Anyone who grew up with TV dinners or dining in public school cafeterias probably encountered Salisbury steak along the way, and those encounters are not often recalled fondly. We've captured the nostalgia of this American classic, but amped up the flavor and nutritional content by swapping ground turkey for the traditional ground beef, and replacing the insipid "brown sauce" with a rich mushroom demi-glace. This promises to be your tastiest trip down memory lane.
Remove leaves from cauliflower head, core, and cut into bite-sized pieces. Trim ends off green beans. Cut mushrooms into ¼” thick slices. Trim and thinly slice green onions.
Make the Salisbury Steaks
Combine ground turkey, half the green onions, oats, seasoning blend, ½ tsp. salt, and ¼ tsp. pepper in a mixing bowl. Form two oval-shaped "steaks" about the size of your hand. Make a small indentation in the center of each oval.
Sear the "Steaks"
Heat a medium pan over medium-high heat. Add 2 tsp. olive oil and "steaks" to pan and cook 1-2 minutes on each side, or until browned. Transfer to one side of baking sheet. Reserve pan (no need to wipe clean).

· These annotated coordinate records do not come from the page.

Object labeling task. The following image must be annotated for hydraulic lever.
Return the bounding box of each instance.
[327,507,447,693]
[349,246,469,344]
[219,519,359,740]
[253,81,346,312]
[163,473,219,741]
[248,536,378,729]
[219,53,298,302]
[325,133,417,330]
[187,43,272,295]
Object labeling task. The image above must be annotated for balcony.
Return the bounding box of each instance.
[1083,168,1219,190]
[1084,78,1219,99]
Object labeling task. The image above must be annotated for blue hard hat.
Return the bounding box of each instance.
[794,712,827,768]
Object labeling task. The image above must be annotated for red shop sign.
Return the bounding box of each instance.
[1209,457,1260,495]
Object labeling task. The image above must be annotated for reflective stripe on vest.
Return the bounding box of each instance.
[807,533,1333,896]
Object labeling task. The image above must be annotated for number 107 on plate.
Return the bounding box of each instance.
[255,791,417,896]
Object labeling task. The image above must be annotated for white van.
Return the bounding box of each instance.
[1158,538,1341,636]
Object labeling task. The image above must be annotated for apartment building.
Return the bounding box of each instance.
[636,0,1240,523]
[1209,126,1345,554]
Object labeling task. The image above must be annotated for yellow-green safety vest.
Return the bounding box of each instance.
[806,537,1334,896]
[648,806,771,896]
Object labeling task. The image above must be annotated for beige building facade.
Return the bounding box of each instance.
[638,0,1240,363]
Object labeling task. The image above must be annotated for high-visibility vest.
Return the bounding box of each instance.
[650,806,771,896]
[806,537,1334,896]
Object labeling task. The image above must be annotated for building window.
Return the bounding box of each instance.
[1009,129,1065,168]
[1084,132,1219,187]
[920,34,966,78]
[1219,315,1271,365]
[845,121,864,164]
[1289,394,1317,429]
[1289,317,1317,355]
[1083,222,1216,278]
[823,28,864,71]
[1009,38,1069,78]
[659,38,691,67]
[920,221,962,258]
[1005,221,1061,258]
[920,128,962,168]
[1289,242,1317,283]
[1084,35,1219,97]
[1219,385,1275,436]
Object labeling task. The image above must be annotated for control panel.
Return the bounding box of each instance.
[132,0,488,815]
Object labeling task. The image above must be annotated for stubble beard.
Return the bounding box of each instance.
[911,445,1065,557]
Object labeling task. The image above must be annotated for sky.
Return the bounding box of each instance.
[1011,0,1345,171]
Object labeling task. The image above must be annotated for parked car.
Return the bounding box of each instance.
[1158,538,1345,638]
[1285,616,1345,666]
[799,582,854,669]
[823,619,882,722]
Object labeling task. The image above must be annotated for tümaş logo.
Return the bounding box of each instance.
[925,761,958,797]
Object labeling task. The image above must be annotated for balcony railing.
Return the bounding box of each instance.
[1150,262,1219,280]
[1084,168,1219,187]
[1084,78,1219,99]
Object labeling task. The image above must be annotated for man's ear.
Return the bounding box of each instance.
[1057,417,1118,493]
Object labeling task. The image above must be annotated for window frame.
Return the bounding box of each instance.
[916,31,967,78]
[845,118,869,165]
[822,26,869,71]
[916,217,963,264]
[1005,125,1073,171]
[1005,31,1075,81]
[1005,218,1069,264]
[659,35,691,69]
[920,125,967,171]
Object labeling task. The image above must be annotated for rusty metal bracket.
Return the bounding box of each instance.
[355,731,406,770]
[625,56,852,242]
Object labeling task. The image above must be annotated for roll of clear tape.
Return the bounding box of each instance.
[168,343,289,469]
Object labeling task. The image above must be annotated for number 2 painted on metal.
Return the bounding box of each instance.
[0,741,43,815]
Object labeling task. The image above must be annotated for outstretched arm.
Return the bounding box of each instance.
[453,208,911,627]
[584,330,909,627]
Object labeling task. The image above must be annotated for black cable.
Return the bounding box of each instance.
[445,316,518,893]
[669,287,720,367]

Bake Salisbury Steaks and Vegetables
Add cauliflower, green beans, and tomatoes to other side of baking sheet and toss with 2 tsp. olive oil and a pinch of salt and pepper. Bake 12-15 minutes, or until Salisbury steaks reach a minimum internal temperature of 165 degrees and vegetables are crisp-tender.
Make the Sauce
Halfway through baking veggies and "steaks", warm same pan used to sear "steaks" over medium heat and add mushrooms and a pinch of salt. Cook until mushrooms are browned, about 5 minutes. Add demi-glace and ¼ cup water to pan, increase heat to high, and cook until sauce thickens to a gravy consistency, about 1 minute. Season to taste with salt and pepper.
Plate the Dish
Arrange vegetables and Salisbury steak on plate. Top with gravy and garnish with remaining green onions.